Segundo os professores entrevistados pelo Zero, um dos fatores que agravou a situação dos ACTs foi o Novo Ensino Médio, que com os itinerários formativos, também chamados de trilhas, mudam a proporção de disciplinas. “Agora, para eu conseguir fazer 40 horas, ou vou pegar muitas turmas, ou pegar várias escolas”, diz Sofia. “Eu consegui pegar duas turmas só de trilhas do Novo Ensino Médio esse ano, e nessa trilha específica tem três aulas de Artes. Consigo fazer seis aulas com só duas turmas. Mas no geral não é assim. É um achado”, esclarece.

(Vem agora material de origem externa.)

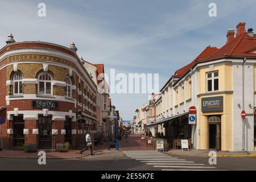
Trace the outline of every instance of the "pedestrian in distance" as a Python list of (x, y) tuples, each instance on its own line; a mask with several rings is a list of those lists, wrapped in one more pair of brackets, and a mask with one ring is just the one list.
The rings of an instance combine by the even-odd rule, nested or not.
[(89, 133), (88, 133), (85, 135), (85, 147), (82, 149), (82, 150), (80, 151), (81, 155), (82, 155), (82, 153), (84, 152), (85, 151), (86, 151), (88, 148), (90, 147), (90, 155), (93, 155), (93, 149), (92, 149), (92, 139), (90, 137), (90, 135)]

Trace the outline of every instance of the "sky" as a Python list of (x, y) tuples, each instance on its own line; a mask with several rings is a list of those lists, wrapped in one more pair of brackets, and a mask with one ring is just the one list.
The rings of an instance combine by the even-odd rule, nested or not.
[[(158, 73), (159, 89), (175, 71), (191, 62), (207, 46), (220, 47), (226, 32), (240, 22), (256, 31), (256, 0), (0, 1), (0, 47), (9, 34), (16, 42), (51, 42), (117, 73)], [(39, 17), (38, 5), (46, 5)], [(217, 5), (210, 17), (209, 5)], [(110, 93), (124, 120), (145, 104), (149, 93)]]

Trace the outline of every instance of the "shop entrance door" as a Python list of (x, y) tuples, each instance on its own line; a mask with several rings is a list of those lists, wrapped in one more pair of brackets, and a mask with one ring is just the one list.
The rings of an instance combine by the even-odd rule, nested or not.
[(39, 117), (39, 148), (52, 148), (52, 119), (51, 117)]
[(221, 150), (221, 126), (220, 123), (210, 124), (209, 134), (209, 148), (217, 151)]
[(68, 142), (72, 146), (72, 119), (71, 118), (66, 118), (64, 123), (64, 129), (66, 130), (65, 134), (65, 142)]
[(13, 146), (22, 147), (24, 144), (24, 120), (20, 116), (13, 117)]

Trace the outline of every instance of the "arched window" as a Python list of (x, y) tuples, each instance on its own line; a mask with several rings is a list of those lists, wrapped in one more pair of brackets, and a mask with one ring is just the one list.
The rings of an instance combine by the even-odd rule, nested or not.
[(38, 76), (38, 93), (51, 94), (52, 77), (47, 72), (42, 72)]
[(13, 76), (13, 93), (14, 94), (20, 94), (23, 92), (23, 86), (22, 78), (23, 76), (20, 72), (15, 72)]
[(72, 97), (71, 93), (71, 86), (72, 81), (71, 79), (69, 77), (67, 77), (65, 79), (65, 96), (68, 97)]

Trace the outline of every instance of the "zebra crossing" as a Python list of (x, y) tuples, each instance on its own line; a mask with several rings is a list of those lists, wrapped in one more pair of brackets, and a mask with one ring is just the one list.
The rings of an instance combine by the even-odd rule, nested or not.
[(214, 166), (196, 163), (193, 161), (179, 159), (156, 151), (125, 151), (128, 158), (151, 165), (162, 171), (209, 171), (216, 170)]

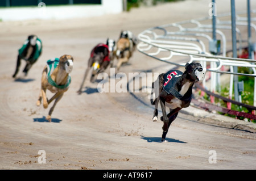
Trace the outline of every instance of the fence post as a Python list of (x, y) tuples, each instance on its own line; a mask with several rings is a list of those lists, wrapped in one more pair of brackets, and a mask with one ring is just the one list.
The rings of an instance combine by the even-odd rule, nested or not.
[[(234, 0), (231, 1), (231, 23), (232, 29), (232, 49), (233, 49), (233, 57), (237, 58), (237, 35), (236, 31), (236, 8)], [(234, 66), (234, 72), (237, 73), (237, 66)], [(234, 75), (234, 93), (235, 100), (239, 101), (238, 96), (238, 77), (236, 75)], [(230, 87), (232, 89), (232, 87)]]

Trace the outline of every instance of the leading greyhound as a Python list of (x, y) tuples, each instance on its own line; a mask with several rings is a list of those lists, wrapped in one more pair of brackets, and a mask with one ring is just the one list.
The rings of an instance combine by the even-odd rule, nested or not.
[[(153, 121), (158, 120), (159, 102), (163, 112), (163, 116), (161, 117), (161, 120), (163, 121), (162, 141), (165, 140), (168, 129), (177, 117), (179, 111), (183, 108), (189, 106), (195, 82), (203, 81), (205, 76), (206, 69), (200, 63), (187, 63), (185, 69), (184, 73), (177, 70), (171, 70), (166, 73), (162, 73), (152, 83), (151, 96), (151, 96), (151, 103), (155, 105)], [(166, 106), (170, 108), (168, 114)]]

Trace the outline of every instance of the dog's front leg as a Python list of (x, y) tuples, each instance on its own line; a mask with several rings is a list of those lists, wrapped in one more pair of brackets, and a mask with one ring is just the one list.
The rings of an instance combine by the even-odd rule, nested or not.
[(42, 96), (43, 98), (43, 106), (44, 108), (46, 109), (48, 107), (48, 100), (46, 97), (46, 89), (42, 89), (41, 90)]
[(153, 121), (156, 121), (158, 120), (158, 102), (159, 102), (159, 98), (158, 97), (155, 100), (155, 110), (154, 111), (154, 115), (153, 115)]
[[(56, 94), (57, 94), (57, 93), (55, 94), (55, 95), (56, 95)], [(54, 110), (54, 108), (55, 107), (56, 104), (60, 100), (60, 99), (61, 99), (62, 96), (63, 96), (63, 94), (64, 94), (63, 92), (58, 94), (58, 96), (56, 97), (53, 105), (49, 110), (48, 115), (47, 117), (46, 117), (46, 120), (47, 120), (49, 122), (51, 122), (52, 121), (51, 116), (52, 116), (52, 112), (53, 111), (53, 110)]]
[(163, 120), (164, 125), (163, 126), (163, 130), (164, 132), (167, 131), (168, 129), (168, 123), (169, 123), (169, 119), (167, 117), (166, 110), (166, 100), (163, 97), (160, 97), (160, 105), (161, 105), (162, 111), (163, 112)]

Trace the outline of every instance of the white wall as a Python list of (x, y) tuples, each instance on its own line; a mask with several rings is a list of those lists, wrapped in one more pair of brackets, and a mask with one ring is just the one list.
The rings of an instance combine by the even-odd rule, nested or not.
[(0, 19), (15, 21), (28, 19), (65, 19), (86, 18), (123, 11), (123, 0), (102, 0), (101, 5), (70, 5), (39, 7), (0, 8)]

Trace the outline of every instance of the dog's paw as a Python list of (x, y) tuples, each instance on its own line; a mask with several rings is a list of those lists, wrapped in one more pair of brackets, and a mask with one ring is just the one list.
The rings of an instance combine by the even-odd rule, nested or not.
[(41, 105), (41, 102), (39, 100), (38, 100), (38, 102), (36, 102), (36, 106), (39, 106)]
[(44, 106), (44, 108), (46, 109), (48, 107), (48, 103), (44, 104), (43, 106)]
[(77, 91), (77, 92), (78, 94), (80, 95), (81, 94), (82, 94), (82, 91), (81, 90), (79, 90)]
[(49, 122), (51, 122), (52, 121), (52, 117), (50, 115), (48, 115), (47, 117), (46, 117), (46, 120)]
[(157, 121), (158, 119), (157, 116), (154, 116), (154, 117), (152, 119), (154, 122)]

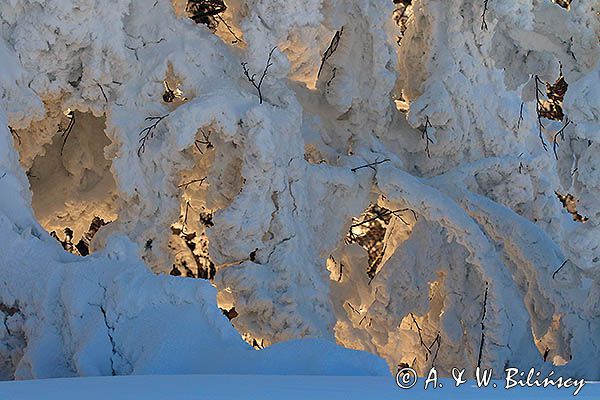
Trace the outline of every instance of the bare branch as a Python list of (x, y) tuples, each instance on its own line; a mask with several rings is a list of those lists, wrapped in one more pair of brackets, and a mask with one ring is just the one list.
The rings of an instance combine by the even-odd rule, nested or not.
[(569, 261), (569, 260), (565, 260), (565, 261), (564, 261), (562, 264), (560, 264), (560, 267), (558, 267), (558, 269), (557, 269), (556, 271), (554, 271), (554, 273), (552, 274), (552, 279), (554, 279), (554, 278), (556, 277), (556, 274), (558, 274), (558, 272), (559, 272), (561, 269), (563, 269), (563, 267), (564, 267), (565, 265), (567, 265), (567, 262), (568, 262), (568, 261)]
[(384, 162), (388, 162), (388, 161), (390, 161), (390, 159), (389, 159), (389, 158), (386, 158), (385, 160), (381, 160), (381, 161), (377, 161), (377, 160), (375, 160), (375, 162), (372, 162), (372, 163), (370, 163), (370, 164), (365, 164), (365, 165), (361, 165), (360, 167), (355, 167), (355, 168), (352, 168), (352, 169), (351, 169), (351, 171), (352, 171), (352, 172), (356, 172), (356, 171), (358, 171), (359, 169), (363, 169), (363, 168), (371, 168), (373, 171), (377, 171), (377, 170), (375, 169), (375, 165), (383, 164)]
[(331, 39), (331, 43), (329, 43), (329, 47), (327, 47), (327, 50), (325, 50), (325, 53), (323, 53), (323, 57), (321, 57), (321, 66), (319, 66), (319, 72), (317, 72), (317, 79), (319, 79), (319, 77), (321, 76), (321, 71), (323, 70), (325, 61), (327, 61), (333, 55), (333, 53), (335, 53), (335, 51), (337, 50), (337, 47), (340, 43), (340, 39), (342, 38), (343, 33), (344, 33), (344, 27), (342, 26), (342, 28), (339, 31), (336, 31), (335, 35), (333, 35), (333, 39)]
[(483, 315), (481, 316), (481, 341), (479, 342), (479, 356), (477, 357), (477, 367), (481, 367), (481, 357), (483, 354), (483, 343), (485, 342), (485, 315), (487, 313), (488, 282), (485, 283), (485, 294), (483, 296)]
[(206, 146), (206, 150), (213, 149), (215, 146), (213, 146), (212, 142), (210, 141), (210, 131), (208, 131), (207, 135), (206, 132), (204, 132), (204, 130), (201, 128), (200, 133), (202, 133), (202, 137), (204, 138), (204, 140), (195, 140), (194, 146), (196, 146), (196, 149), (198, 149), (200, 154), (204, 154), (204, 152), (200, 148), (200, 145)]
[(269, 58), (267, 58), (267, 65), (265, 66), (265, 69), (263, 70), (263, 73), (262, 73), (260, 79), (258, 80), (258, 82), (256, 82), (256, 74), (250, 75), (250, 71), (248, 70), (248, 63), (247, 62), (242, 63), (242, 69), (244, 70), (244, 75), (246, 76), (246, 78), (248, 78), (248, 81), (252, 84), (252, 86), (254, 86), (254, 88), (258, 92), (258, 99), (259, 99), (260, 104), (262, 104), (262, 101), (263, 101), (262, 83), (263, 83), (265, 77), (267, 76), (267, 72), (269, 71), (269, 68), (273, 65), (273, 63), (271, 62), (271, 59), (273, 58), (273, 52), (275, 51), (276, 48), (277, 48), (277, 46), (273, 47), (271, 49), (271, 51), (269, 52)]
[(17, 139), (17, 141), (19, 142), (19, 145), (22, 143), (21, 142), (21, 136), (17, 133), (17, 131), (15, 131), (12, 127), (8, 127), (8, 130), (10, 131), (10, 134), (13, 135), (13, 137), (15, 139)]
[(106, 93), (104, 93), (104, 88), (102, 87), (102, 85), (100, 84), (100, 82), (98, 82), (97, 80), (94, 80), (94, 82), (96, 82), (96, 85), (98, 85), (98, 87), (100, 88), (100, 92), (102, 92), (102, 96), (104, 97), (104, 101), (108, 103), (108, 97), (106, 97)]
[(427, 157), (431, 158), (431, 151), (429, 149), (429, 144), (433, 144), (433, 140), (429, 137), (429, 128), (433, 128), (431, 122), (429, 122), (429, 117), (425, 119), (425, 126), (423, 127), (423, 132), (421, 135), (421, 139), (425, 140), (425, 153), (427, 153)]
[(546, 144), (546, 141), (544, 140), (544, 133), (543, 133), (543, 129), (544, 124), (542, 123), (542, 113), (543, 113), (543, 109), (544, 109), (544, 104), (542, 103), (541, 100), (541, 96), (544, 96), (544, 93), (542, 92), (542, 90), (540, 89), (540, 83), (542, 85), (546, 85), (539, 76), (535, 75), (535, 104), (536, 104), (536, 113), (537, 113), (537, 119), (538, 119), (538, 129), (539, 129), (539, 136), (540, 136), (540, 140), (542, 141), (542, 145), (544, 146), (544, 150), (548, 151), (548, 145)]
[(487, 31), (487, 21), (485, 20), (485, 14), (487, 13), (488, 0), (483, 1), (483, 12), (481, 13), (481, 30)]
[(156, 127), (158, 126), (160, 121), (167, 118), (168, 116), (169, 116), (169, 114), (165, 114), (165, 115), (162, 115), (159, 117), (147, 117), (145, 119), (145, 121), (154, 121), (154, 122), (150, 126), (147, 126), (144, 129), (142, 129), (140, 131), (140, 133), (138, 134), (138, 136), (140, 137), (140, 139), (139, 139), (140, 146), (138, 147), (138, 157), (141, 157), (142, 153), (144, 153), (146, 151), (146, 142), (148, 141), (148, 139), (151, 139), (154, 137), (154, 130), (156, 129)]
[(69, 118), (69, 124), (67, 125), (67, 128), (62, 133), (63, 144), (60, 147), (60, 155), (61, 156), (63, 154), (63, 151), (65, 150), (65, 145), (67, 144), (69, 135), (71, 134), (71, 131), (73, 130), (73, 126), (75, 125), (75, 113), (73, 111), (69, 111), (69, 113), (67, 114), (67, 118)]

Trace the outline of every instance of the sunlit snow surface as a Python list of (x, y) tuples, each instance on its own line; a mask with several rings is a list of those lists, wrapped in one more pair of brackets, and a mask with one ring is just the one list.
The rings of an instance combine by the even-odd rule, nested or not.
[(42, 379), (0, 383), (2, 400), (220, 400), (220, 399), (599, 399), (600, 384), (587, 383), (578, 396), (570, 389), (479, 389), (471, 382), (423, 390), (398, 388), (392, 377), (179, 375)]

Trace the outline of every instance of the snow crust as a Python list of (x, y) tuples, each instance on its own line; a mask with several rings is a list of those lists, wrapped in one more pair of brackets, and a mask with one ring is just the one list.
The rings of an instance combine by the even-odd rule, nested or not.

Apesar do “achado”, ela ainda trabalha em duas escolas para conseguir fechar a jornada de 40 horas. Segundo dados do governo de Santa Catarina, dos mais de 26 mil professores ACTs, 4.394 trabalham em mais de uma instituição de ensino, o que representa cerca de 16,5% dos docentes. Muitos estabelecimentos, inclusive, são distantes uns dos outros. A Secretária de Trabalhadores em Educação Admitidos em Caráter Temporário do Sindicato dos Trabalhadores em Educação na Rede Pública de Ensino do Estado de SC (Sinte/SC), Elivane Secchi, questiona o valor informado pelo Estado: “acredito que há bem mais que 16,5%”. Os professores entrevistados também questionaram este dado. O Secretário de Educação de Santa Catarina, Aristides Cimadon, foi procurado para confirmar esse dado, mas não respondeu até o fechamento desta reportagem.
Além do salário, os professores temporários não têm todos os direitos trabalhistas garantidos como o de seus colegas efetivados. Enquanto os docentes efetivos têm direito a aposentadoria como servidores públicos, ACTs são enquadrados como contribuintes do Instituto Nacional de Seguridade Social (INSS). Caso precisem se afastar do trabalho por motivos de saúde, os efetivos podem ficar até três dias sob atestado sem requisitar perícia. Já ACTs têm direito a apenas dois dias e, em caso de falta sem justificativa médica, mesmo que só em uma das escolas, o Cadastro de Pessoa Física (CPF) do professor é bloqueado, impedindo que volte a dar aulas por um ano. O direito a acompanhar um filho para ida ao médico, aprovado na lei federal n° 13.257 de 2016, também é negado aos temporários pelo governo de SC. “Eles não nos dão. Isso é só para efetivo”.
O projeto de lei 408 de 2021, proposto pela deputada estadual Luciane Carminatti (PT), estenderia esse direito ao acompanhamento, mas no momento ele segue arquivado. Os professores ACTs enfrentam muitas dificuldades e têm tido poucas conquistas. Na última assembleia do Sinte/SC, realizada em abril, mais de cinco mil professores aprovaram entre suas demandas a exigência de um novo concurso. Para Daniela, os concursos são importantes, mas não são o suficiente, pois “o trabalhador temporário sempre vai existir, mesmo que a maioria seja concursado”, afirma. “É preciso aumentar a igualdade entre aquele que passou e o que não passou no concurso”, concluiu.